One of the most important complications reported for either close or open wedge osteotomies is patella infera or alta [3, 8, 12, 14, 21, 22]. Based on postoperative Insall-Salvati index, we didn’t encounter neither patella infera nor patella alta in our patient group. We attributed this outcome to meticulous selection of inclusion criteria, avoidance of postoperative casting and initiation of early rehabilitation program.
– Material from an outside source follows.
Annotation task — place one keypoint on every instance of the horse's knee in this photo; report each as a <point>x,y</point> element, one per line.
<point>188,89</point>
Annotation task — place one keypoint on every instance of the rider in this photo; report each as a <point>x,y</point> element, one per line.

Different complication rates ranging between 2 and 51% were reported for medial open-wedge osteotomy procedures. These include over or undercorrection, non-union or delayed union on the osteotomy site, problems related to fibular nerve and vessels, traumatic injuries of anterior and posterior arteries, compartment syndrome, deep vein thrombosis, pulmonary embolism, infection, dysthesias around the incision line, fractures of the lateral cortex and tibial plateau and inadequate stabilization [10, 11, 14]. However, complication rates due to pin track infections are reportedly higher especially in series related to the application of external fixators. The complication rates in our series are also in accordance with those reported in the literature.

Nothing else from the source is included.